Don't use embeddings when:

  • Exact match is sufficient (use a hash or a database index)
  • Your data is structured and queryable (use SQL)
  • You need explanations for why results matched (embeddings are opaque)
  • Your corpus is under 1,000 documents and keyword search works fine

Model recommendations:

  • Under 1M documents, budget-sensitive: text-embedding-3-small (1536 dims, cheap)
  • Production semantic search: text-embedding-3-large (3072 dims, better quality)
  • On-premise / privacy requirements: sentence-transformers all-MiniLM-L6-v2 (runs locally, 384 dims)

What Your Manager Thinks It Does vs. What It Actually Does

What your manager thinks: "Embeddings are AI that understands our data."

What it actually does: Converts text to numbers in a way that preserves semantic relationships. It doesn't understand anything. It maps language to geometry. Similar meaning = nearby points. That's it.

The useful reframe for your next meeting: "Embeddings let us do fuzzy matching on meaning instead of exact matching on keywords. Same concept as a search index, but it catches paraphrases and related concepts."

Ship This Weekend

Build a semantic search engine over your team's documentation in under 4 hours.

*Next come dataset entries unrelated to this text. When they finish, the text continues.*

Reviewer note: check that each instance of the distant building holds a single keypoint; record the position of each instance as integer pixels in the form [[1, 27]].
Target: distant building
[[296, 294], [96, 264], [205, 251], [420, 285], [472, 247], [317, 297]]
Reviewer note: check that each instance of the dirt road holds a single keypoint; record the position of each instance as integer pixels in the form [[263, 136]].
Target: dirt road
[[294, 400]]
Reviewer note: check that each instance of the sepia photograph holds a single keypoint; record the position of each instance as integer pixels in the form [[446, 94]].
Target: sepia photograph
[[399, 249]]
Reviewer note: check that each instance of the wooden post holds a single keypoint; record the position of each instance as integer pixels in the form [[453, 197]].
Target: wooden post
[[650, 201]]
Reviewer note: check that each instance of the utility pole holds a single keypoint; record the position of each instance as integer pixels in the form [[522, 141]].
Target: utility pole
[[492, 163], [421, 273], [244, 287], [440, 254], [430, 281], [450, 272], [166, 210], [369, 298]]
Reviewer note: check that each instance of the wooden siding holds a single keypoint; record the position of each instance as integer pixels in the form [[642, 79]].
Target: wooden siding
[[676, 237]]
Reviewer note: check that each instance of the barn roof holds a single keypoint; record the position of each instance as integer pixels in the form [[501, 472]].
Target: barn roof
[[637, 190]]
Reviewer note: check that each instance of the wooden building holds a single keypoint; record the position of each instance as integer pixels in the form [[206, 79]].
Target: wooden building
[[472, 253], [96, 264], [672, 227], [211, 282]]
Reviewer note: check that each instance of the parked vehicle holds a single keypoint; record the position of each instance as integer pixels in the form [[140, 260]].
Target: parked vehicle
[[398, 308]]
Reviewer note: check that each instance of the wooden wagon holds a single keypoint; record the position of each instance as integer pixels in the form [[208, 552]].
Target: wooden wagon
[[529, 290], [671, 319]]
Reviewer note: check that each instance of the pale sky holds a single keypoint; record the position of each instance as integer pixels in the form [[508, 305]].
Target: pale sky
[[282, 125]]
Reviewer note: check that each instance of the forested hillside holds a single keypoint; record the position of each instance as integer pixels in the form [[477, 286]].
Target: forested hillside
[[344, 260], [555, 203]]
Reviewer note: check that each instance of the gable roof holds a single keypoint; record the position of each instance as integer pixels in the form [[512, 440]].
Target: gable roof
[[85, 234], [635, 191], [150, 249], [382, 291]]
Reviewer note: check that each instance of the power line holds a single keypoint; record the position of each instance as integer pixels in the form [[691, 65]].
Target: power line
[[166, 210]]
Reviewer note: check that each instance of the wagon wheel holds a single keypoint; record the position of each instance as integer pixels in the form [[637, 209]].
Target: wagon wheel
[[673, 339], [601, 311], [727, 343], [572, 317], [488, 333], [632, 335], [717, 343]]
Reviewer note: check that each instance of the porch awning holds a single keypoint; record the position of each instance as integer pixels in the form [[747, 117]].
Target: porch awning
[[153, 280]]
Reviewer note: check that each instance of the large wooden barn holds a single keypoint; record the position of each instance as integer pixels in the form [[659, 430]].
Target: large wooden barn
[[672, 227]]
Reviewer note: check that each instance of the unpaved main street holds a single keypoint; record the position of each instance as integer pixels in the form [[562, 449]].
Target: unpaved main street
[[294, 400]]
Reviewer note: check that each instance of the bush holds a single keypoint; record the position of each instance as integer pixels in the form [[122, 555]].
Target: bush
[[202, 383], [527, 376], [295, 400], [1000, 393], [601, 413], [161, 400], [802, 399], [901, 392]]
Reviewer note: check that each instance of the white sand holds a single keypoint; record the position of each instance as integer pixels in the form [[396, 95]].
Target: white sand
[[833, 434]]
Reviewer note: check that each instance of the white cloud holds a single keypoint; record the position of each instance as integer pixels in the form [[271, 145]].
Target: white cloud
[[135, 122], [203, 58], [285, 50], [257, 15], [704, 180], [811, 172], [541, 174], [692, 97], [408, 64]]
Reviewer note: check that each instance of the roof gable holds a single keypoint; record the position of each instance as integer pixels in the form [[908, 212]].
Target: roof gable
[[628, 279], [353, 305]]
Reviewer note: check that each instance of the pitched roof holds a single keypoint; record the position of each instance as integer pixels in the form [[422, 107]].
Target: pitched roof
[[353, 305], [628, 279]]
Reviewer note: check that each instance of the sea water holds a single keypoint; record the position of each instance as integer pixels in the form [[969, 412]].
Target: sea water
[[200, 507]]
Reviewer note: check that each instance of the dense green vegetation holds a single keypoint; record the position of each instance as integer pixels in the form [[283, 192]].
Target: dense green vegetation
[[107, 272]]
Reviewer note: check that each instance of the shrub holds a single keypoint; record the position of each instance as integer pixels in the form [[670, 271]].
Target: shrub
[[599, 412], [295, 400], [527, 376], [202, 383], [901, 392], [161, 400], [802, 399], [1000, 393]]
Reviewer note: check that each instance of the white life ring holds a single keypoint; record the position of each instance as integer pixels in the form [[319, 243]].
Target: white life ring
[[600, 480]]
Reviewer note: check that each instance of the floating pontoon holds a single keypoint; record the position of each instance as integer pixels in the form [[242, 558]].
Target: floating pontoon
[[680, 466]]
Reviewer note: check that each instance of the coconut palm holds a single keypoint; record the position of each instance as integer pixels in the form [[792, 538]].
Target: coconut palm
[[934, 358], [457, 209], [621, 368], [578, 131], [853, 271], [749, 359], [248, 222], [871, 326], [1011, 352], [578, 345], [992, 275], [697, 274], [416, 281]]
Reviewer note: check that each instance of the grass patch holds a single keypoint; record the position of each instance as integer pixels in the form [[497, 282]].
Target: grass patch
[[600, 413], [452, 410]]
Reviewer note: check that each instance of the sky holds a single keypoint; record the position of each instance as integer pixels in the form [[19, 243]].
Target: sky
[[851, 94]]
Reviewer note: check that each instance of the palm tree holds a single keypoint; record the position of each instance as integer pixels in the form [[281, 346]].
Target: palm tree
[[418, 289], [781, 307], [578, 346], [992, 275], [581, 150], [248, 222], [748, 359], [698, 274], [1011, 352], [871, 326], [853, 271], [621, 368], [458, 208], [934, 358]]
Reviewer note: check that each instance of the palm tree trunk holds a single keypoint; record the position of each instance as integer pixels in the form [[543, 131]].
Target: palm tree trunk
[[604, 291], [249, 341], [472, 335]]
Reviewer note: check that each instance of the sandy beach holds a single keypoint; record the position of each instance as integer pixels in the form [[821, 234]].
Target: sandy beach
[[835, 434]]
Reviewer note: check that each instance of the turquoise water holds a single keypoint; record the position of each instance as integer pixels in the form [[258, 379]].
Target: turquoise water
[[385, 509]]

  1. Export your docs to plain text (Confluence API, Notion export, or just copy-paste the top 50 pages)
  2. Chunk each doc into ~500-token paragraphs
  3. Embed each chunk with text-embedding-3-small
  4. Store vectors in a local ChromaDB instance (pip install chromadb, zero config)
  5. Build a CLI that takes a question, embeds it, and returns the top 5 matching chunks

Total cost: under $0.10 in API calls for 50 docs. Zero infrastructure.

import chromadb

client = chromadb.Client()
collection = client.create_collection("team-docs")

# Add your chunks
collection.add(
    documents=["chunk text here", "another chunk"],
    ids=["doc1-chunk1", "doc1-chunk2"]
)

# Query
results = collection.query(
    query_texts=["How do we deploy to staging?"],
    n_results=5
)

When you demo this on Monday, your team will get it immediately. "Oh, it's like search but it actually finds what I meant." That's the moment embeddings click.